終幕はするのだが、ダトル伯爵の命も人生もこの先まだ続く。狂おしい程に愛した者を喪い、拒否し続けた末にその死を認め、愛する者の亡霊さえ見失った時に、絶望したダトル伯爵の末路には何が待っているのだろうかとその事をずっと考え続けている。
愛する者と永遠の別れをした者は、果たしてどの様な念い(おもい)に囚われるのだろうか?
私にも、15歳の時、最愛な人との永遠の別れがあった。
それは、恋人でも伴侶でもなく、母との別れではあるが、15歳の私には死によって分かたれたその時、半身を全て捥がれた様な、半身が空ろになって、感情も思考痛みも何も感じない、機能停止したような感覚に陥った。

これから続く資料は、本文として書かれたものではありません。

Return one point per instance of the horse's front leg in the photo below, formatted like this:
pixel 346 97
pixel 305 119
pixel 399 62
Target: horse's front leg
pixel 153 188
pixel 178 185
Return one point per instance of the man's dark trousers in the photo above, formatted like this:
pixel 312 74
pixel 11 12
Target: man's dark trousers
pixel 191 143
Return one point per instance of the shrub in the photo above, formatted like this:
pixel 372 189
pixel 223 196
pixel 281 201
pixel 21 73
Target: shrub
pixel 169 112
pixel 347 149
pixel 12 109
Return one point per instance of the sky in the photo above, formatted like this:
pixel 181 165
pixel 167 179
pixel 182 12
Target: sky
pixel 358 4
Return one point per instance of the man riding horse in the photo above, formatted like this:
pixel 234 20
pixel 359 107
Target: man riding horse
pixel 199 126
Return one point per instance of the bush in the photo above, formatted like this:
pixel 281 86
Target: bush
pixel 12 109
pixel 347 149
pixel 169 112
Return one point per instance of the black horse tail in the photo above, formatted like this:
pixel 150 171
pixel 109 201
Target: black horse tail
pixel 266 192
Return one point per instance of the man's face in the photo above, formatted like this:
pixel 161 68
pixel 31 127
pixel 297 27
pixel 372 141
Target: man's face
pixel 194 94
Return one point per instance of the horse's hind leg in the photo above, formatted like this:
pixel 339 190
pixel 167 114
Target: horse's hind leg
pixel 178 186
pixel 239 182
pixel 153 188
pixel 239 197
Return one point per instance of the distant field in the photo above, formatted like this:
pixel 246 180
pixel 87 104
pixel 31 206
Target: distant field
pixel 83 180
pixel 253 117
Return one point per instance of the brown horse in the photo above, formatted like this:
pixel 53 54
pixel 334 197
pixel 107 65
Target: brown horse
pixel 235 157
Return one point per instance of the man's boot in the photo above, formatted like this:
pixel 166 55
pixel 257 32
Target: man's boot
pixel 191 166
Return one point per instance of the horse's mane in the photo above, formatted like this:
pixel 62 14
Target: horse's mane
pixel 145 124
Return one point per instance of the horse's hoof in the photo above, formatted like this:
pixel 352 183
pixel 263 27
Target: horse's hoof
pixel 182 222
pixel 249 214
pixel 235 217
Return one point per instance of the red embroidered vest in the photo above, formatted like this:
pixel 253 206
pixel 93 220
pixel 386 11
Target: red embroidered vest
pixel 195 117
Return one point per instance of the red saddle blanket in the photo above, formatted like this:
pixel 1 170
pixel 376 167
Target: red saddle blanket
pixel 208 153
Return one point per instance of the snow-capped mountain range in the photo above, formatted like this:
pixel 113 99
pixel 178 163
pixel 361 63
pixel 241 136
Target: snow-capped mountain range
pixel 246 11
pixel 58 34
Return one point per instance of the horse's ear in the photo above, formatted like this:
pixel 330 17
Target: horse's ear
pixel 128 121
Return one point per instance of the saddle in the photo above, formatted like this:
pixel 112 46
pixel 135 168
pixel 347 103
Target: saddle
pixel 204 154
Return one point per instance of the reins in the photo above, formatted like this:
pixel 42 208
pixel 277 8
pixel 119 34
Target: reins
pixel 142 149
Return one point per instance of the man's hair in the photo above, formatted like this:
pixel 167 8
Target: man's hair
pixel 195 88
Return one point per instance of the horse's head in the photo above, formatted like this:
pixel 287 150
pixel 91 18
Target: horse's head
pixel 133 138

母との別れですらそれ程の悲しみと衝撃を伴うものならば、狂愛する者との別れであれば、それは尚のこと痛ましく、どれ程の悲しみと苦しみと痛みを伴い、どれ程の喪失感と虚無感に苛まれ、蝕まれてゆくことだろう。
それは、幻影を視せ、他者からは見えない愛の狂気の淵へと遺されて行く者を誘いなかったろうか。
墓の鍵を拾ったダトル伯爵は、その鍵でヴェラの墓に入り、閉じ篭ったまま妻の棺の横で枯らすように自分の命を終えさせて行ったのか、妻との記憶を反芻させながら、自然な死が自らに訪れるまで、死んだように生き続けたのか。
どちらにしても、ヴェラへの狂愛は死ぬ事はなく、寧ろ熱のない蒼い焔のように、ダトル伯爵の中で燃え続け、焼き尽くしてしまったのではないかと思えてならない。
朝霞ルイさんの指先の動き、眼差しの色の、目線の動き、仕草のひとつひとつに、ダトル伯爵のヴェラへの狂おしく烈しい愛と、ヴェラを喪った悲しみと痛み、絶望と苦しみが膚を刺し、胸を軋ませる切なさと寂寥として滲み通って来た。
神剣れいさんのヴェラは、儚く美しく、伏せた睫毛の先、物言わぬ唇の代わりに、その眼差しとダトル伯爵へと伸ばした指先、ダトル伯爵を見つめる瞳の表情と、身ごなしの全てで夫への静かで深い愛を伝えていた。
真横から聴こえる、髑髏海月さんの静かで、夜を震わす露のような美しい声で空に紡がれて行く、ギターの弾き語りの音楽が幻想的で悲しく美しく、荘厳なひとつの愛の物語を彩っていた。
幻想と幻影が手を取り合い、睦み合い、混ざり合い、融け合って言葉となり唇から零れ落ち、美しい渾沌となって紡れた物語は、40分弱とは思えない、2時間の舞台を観たような濃厚で濃密で素敵な舞台だった。